MY介護の広場トップ >  一般のみなさま >  介護の知恵袋 >  メールマガジン配信コラム&エッセイ~専門家が語る介護の話~ >  マスク越しの会話を伝わりやすくする方法・最も伝わり難くなるのは、言葉の"子音"

最も伝わり難くなるのは、言葉の"子音"

一般公開日:2021.09.19

 マスク着用時の話し声では、

  • 音に含まれる周波数成分の、特に高い周波数成分が弱まる
  • 短い時間で突発的に発生する音が抑えられる

といった劣化が起こり得ます。

 さらに飛沫防止シートが張ってあると、

  • 全体の音量が落ちる
  • 高い周波数成分がさらに弱まる

となります。

 これで最も伝わり難くなるのは言葉の"子音"です。子音は高い周波数成分で構成されているものが多く、サ行(s)はその典型例です。そして、短い時間で突発的に発生し、周波数も高い子音として、パ行(p)、タ行(t)、カ行(k)などがあります。

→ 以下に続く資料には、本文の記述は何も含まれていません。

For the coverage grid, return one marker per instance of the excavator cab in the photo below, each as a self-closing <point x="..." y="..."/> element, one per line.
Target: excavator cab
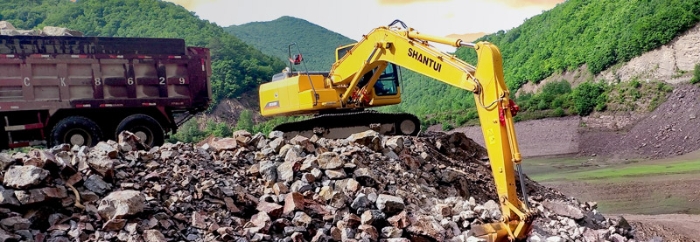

 マスク着用時の会話では、これらの子音は大幅に伝わり難くなるということを知っておいてください。加えて、マスク着用時には相手の口元や表情が見えなくなります。人間は、相手の言葉が聞き取り難いときは、無意識に口元の動きや表情を見て言葉の内容を推測します。

 マスク着用時にはこれが全くできませんから、特に加齢性難聴が始まっている可能性が高い40歳以上、そして当然のことながら高齢者や難聴者に対しては、あなたの言葉はきわめて伝わり難くなるのです。

 誰もが加齢とともになる加齢性難聴には、そのほとんどの人に自分の聞こえが衰えているという"自覚がない"という特徴もあります。だから、言葉が聞き取れないと相手の話し方のせいにして感情的になったり、自分の認知機能の低下を心配して落ち込んでしまったりする。これがトラブルの原因になるのです。

【執筆者プロフィール】

坂本 真一/さかもと しんいち

(株)オトデザイナーズ代表取締役。難聴など聴こえに関する専門家。2015年より九州大学および京都光華女子大学客員教授 。
著書に「音響学を学ぶ前に読む本」(出版社:コロナ社)など。

MY介護の広場トップ >  一般のみなさま >  介護の知恵袋 >  メールマガジン配信コラム&エッセイ~専門家が語る介護の話~ >  マスク越しの会話を伝わりやすくする方法・最も伝わり難くなるのは、言葉の"子音"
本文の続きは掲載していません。